Tennis:Dynastie auf Rasen

Lesezeit: 3 min

"Wir sind ständig überall": Der Tennisspieler Sebastian Korda, 21, hat dieser Tage in Wimbledon debütiert. Seine Schwester Nelly Korda ist mit 22 schon einen Schritt weiter - sie ist Nummer eins der Golf-Welt.

Von Barbara Klimke, London/München

Mit großer Hingabe hat der Obergärtner in Wimbledon die Plätze gehegt, die Graspflege wird in England auch wissenschaftlich begleitet, vom Sport Turf Research Institut beispielsweise. Doch das bedeutet weder, dass die Briten einen Heimvorteil bei ihrem Lawn-Tennis-Turnier genießen, noch dass sich die Grundlagen nicht auch andernorts problemlos erlernen lassen. In Prag zum Beispiel, auf einem Fußballplatz.

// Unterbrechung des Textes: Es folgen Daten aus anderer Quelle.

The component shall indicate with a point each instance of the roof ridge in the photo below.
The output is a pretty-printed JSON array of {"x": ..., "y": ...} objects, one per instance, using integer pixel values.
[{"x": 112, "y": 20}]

Dort, auf den Feldern des Sparta Tennis Klubs, hat Sebastian Korda, 21, in diesem Sommer ordentlich Rasentennis trainiert, zum ersten Mal in seiner Karriere, wie er berichtete. Die Halme vor den Fußballtoren waren nicht acht Millimeter hoch und handgebürstet. Aber Sebastian Korda war mehr daran gelegen, seine Tritt- und Standfestigkeit auf der Grasnarbe zu verbessern. Bälle schlug er mit seinem Fitness-Coach nur ab und an, aus der Hand. Möglicherweise hätte er all das auch von seinem Vater Petr lernen können, der selbst ein großer Könner mit dem Filzball war, die Nummer zwei der Tennisweltrangliste 1998. Aber der Vater war anderweitig gefordert. "Wir sind ja ständig überall", hat der Sohn schmunzelnd erklärt. Willkommen im komplizierten Leben der Kordas!

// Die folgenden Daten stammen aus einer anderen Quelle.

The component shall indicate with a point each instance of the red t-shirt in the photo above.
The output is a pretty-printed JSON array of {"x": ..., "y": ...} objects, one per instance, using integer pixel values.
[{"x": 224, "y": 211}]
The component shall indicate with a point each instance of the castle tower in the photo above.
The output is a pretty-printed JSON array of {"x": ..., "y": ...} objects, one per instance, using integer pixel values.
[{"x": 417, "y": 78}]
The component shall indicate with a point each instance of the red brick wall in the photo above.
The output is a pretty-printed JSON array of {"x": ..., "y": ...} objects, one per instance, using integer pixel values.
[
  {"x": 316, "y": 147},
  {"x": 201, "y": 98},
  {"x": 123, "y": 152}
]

Von einer fabelhaften amerikanischen Sportfamilie ist dieser Tage in den Zeitungen der Insel zu lesen. Und mit sportiver Verwandtschaft kennt sich das Publikum der Insel aus: Der schottische Wimbledonsieger Andy Murray, sein doppelspielender Bruder Jamie samt Mutter Judy werden dort längst als "National Treasure" verehrt, als eine Art liebgewonnenes tennisspielendes Kulturgut. Die Kordas aber sind nun drauf und dran, sogar die ehrenwerten Zwillingsbrüder Renshaw in den Schatten zu stellen: Ernest und William, die sich anno 1889 letztmals duellierten und das Rasentennis revolutionierten. Denn die Korda-Dynastie, früher in Tschechien beheimatet, jetzt in Florida, kann nicht nur auf Sebastian verweisen, der von Prag über Halle/Westfalen nach Wimbledon weiterfuhr. Der Junior, 1,96 Meter lang, hat sich auf Anhieb mit prächtigem Serve-und Volleyspiel bis ins Achtelfinale durchgekämpft. Am Montag hat er sich erst mit dem letzten Ball nach fünf großartigen Sätzen dem Russen Karen Karchanov geschlagen geben müssen - 6:3, 4:6, 3:6, 7:5 und 8:10. Für den Jüngsten der Familie war das ein beeindruckendes Debüt.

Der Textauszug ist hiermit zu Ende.